With no shift in the 6 per cent pay offer in sight, hopes of conciliation have been dashed. Phil Baty reports

The national pay dispute looks set to drag on to hit final exams in summer after even informal talks about talks between unions and employers ended in deadlock this week.

And, in a separate development, the prospect of a breakthrough receded further after university registrars insisted at their annual meeting that there must be no improvement on the pay offer of 6 per cent over two years, which unions have dismissed as "derisory".

After two hours of informal talks designed to break the deadlock paralysing official pay negotiations, the Universities and Colleges Employers'

Association confirmed it would not enter into any formal pay talks with lecturers' union Natfhe and the Association of University Teachers unless they suspended their campaign of industrial action over pay.

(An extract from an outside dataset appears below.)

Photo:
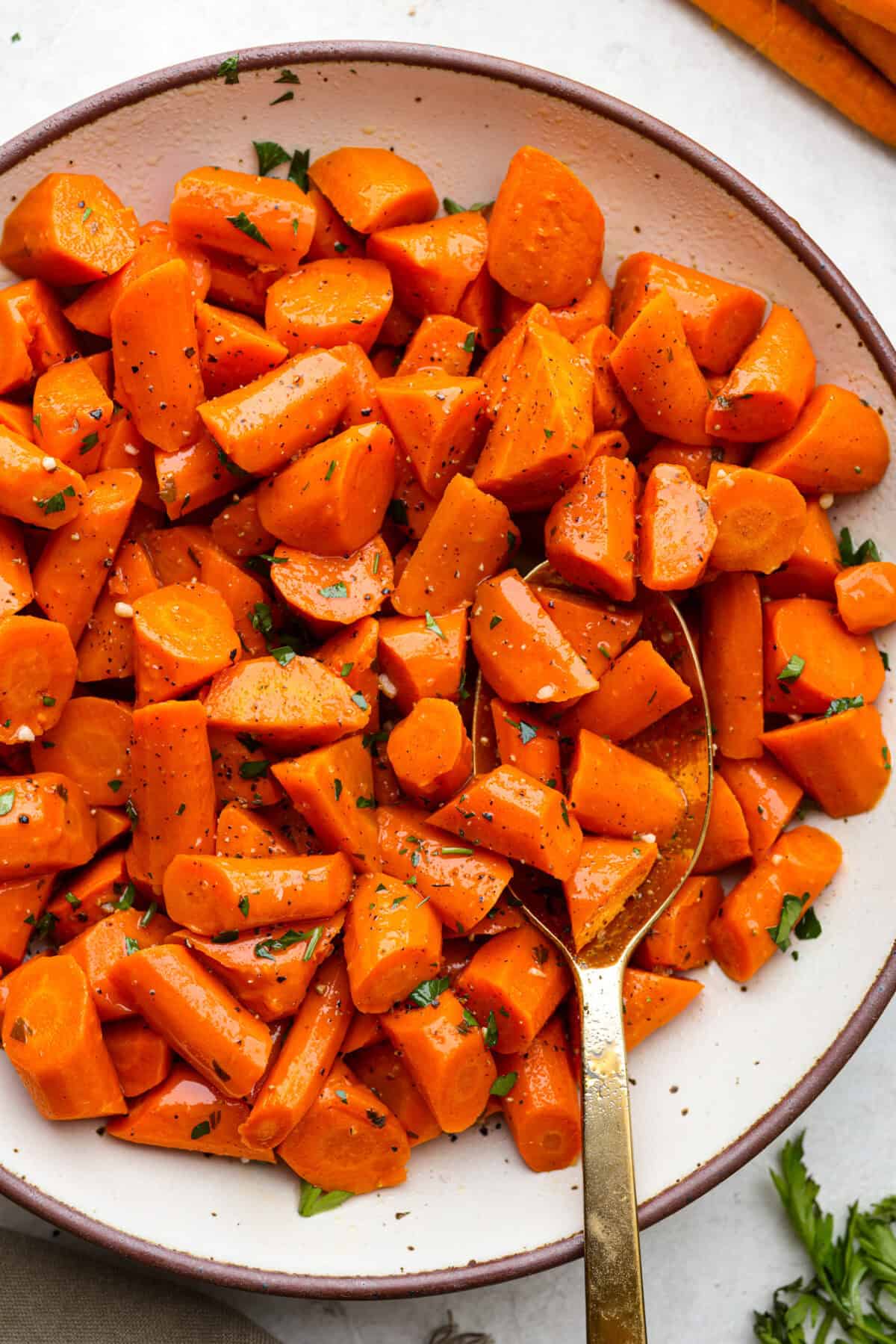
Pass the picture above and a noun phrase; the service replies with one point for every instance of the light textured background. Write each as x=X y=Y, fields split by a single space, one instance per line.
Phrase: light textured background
x=709 y=1266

Ucea sources indicated that employers remained willing to accept a nominal suspension of the action - including during the Easter vacations, when there will be almost no union activity anyway - as a gesture of goodwill to allow formal talks to take place.

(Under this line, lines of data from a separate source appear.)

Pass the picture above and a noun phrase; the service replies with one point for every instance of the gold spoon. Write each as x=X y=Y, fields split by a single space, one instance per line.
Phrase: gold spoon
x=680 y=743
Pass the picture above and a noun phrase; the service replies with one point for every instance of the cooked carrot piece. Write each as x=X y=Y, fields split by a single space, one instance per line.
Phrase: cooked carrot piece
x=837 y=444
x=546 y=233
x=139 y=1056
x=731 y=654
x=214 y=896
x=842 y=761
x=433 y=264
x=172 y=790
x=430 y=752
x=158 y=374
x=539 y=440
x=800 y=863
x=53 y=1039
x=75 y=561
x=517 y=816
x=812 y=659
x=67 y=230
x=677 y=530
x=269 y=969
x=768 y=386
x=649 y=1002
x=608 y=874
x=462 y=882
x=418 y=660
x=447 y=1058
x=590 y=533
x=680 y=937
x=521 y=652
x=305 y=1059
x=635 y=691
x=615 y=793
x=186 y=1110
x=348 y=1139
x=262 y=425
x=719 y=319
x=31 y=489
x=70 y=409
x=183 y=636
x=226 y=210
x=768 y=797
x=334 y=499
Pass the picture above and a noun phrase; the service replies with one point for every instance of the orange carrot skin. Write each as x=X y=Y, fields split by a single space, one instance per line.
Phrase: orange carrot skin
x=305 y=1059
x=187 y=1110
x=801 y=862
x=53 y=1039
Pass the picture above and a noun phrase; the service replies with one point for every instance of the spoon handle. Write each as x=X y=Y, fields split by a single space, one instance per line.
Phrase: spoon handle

But the unions, which have been boycotting all student exams and assessments for the past month, refused to back down.

Sally Hunt, general secretary of the AUT, said: "We have always been clear that the action will continue until there is a substantive offer on the table."

The unions are demanding a 23 per cent rise over three years.

Ms Hunt said: "We are very willing to talk. We are at a very serious stage of the action, and institutions are beginning to feel it bite, so it is deeply frustrating that the employers will not talk. I'm not sure how far Ucea's uncompromising position reflects vice-chancellors' views. Many clearly want to see all parties round the table."

The sides did agree to another informal meeting on April 18. This may produce a way out of the deadlock and allow the unions to attend the next formal negotiating meeting scheduled for April 25.

But it is unlikely that the unions will be keen to suspend their industrial action for the April 25 meeting as this is just when they expect their boycott to hit preparations for the end-of-year and the finals exam period.

An AUT activist told The Times Higher that he believed Ucea was happy to drag the dispute out in a bid to break the resolve of union members taking action.

"I think they believe that staff, especially those facing having their pay docked, will cave in when it comes to the crunch, as they will not be willing to damage their students' prospects of progressing or graduating," he said.

"But, even if many members cave in, it just takes a handful of hardcore members in each university to cause real damage."

There is little prospect that universities will be able to improve substantially on their 6 per cent offer even if negotiations begin on April 25, according to registrars.

David Allen, registrar of Exeter University and chair of the Association of Heads of University Administration, said: "Institutions are already having to increase pay budgets by 7 to 8 per cent to implement local agreements over the new pay framework and for pensions."

* Further education lecturers have voted for a two-day strike next month in protest at an "insulting" 1.5 per cent pay offer by college employers. All six unions rejected the offer. The strike is planned for May 2 and 3.